18. GÜN - İYİ Kİ DOĞDUN BABA!

7 0 0
                                    

       Dün gece bir çok rüya gördüm. Sürekli uyanıp tekrar uyuduğum için, çeşitli rüyalar görüyordum. Genelde böyle olurdu. yaklaşık bir saat arayla geceleri yatağımdan sıçrar, tekrar uykuya dalardım. Görmek istemediğim şeyler gördüğümde uyanmak ister ve bir şekilde uyanabilirdim. Ama işin komik tarafı tekrar uyuduğumda kabusum kaldığı yerden devam ederdi. Dün gece de buna benzer bir gece geçirdim. Görmek istemediğim bir takım şeyler gördüm. Dişlerimi sıkarak uyandığımda, kabus olduğunu anlayıp tekrar uykuya daldım. Ve kaldığı yerden devam etti. İnanabiliyor musunuz dostlarım? Biri bana zorla bir şeyler izletiyordu resmen. Tekrar uyandım. Yatağın öbür tarafına dönüp yattım ve kabus kaldığı yerden devam etti. "Görmek istemiyorum!" diye bağırıp uyandım. Tekrar yattığımda yine devam ediyordu. Ve kendi rüyamda kenara çekilip izledim dostlarım. Çaresizce teslim olup sonuna kadar izledim...

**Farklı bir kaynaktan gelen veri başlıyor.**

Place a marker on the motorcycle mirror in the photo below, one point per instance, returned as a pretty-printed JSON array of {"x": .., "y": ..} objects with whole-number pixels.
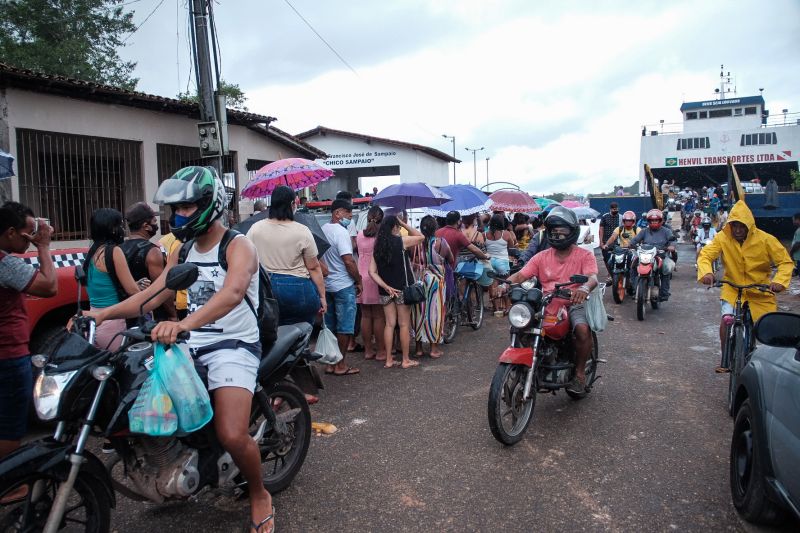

       Uyandığımda nasıl olduğumdan bahsetmeme gerek yok diye düşünüyorum. Bütün dünya bana düşmandı. İnsanlar düşmandı. Ama yetmiyordu... Kendi zihnim bile bana düşmandı. Onun bile umurunda değildim. Beni zorluyordu. Beni gerçekten zorluyordu. Bunu bana yıllardır yapmasına rağmen onu uyuşturmayı hiç tercih etmedim. Çünkü çaresizce ona ihtiyacım vardı. O nedenle hiçbir zaman (Özellikle böyle durumlarda) antidepresan, alkol ya da uyku ilacı kullanmadım. Hem içinde çok fazla şey vardı. Kimsenin bilmemesi gereken, kendime sakladığım şeyler. Sırf kafamı uyuşturacağım diye böyle bir riske giremezdim. Anlatmamam gereken bir şeyi anlatabilirdim. Söylememem gereken bir şeyi söyleyebilirdim. Ve en kötüsü dostlarım, yapmamam gereken bir şeyi yapabilirdim. Bu nedenle zihnim bana ne yaparsa yapsın boyun eğip katlanmam gerekiyordu. Zihnim de bunun farkında olduğu için, benimle gönlünce oynuyordu...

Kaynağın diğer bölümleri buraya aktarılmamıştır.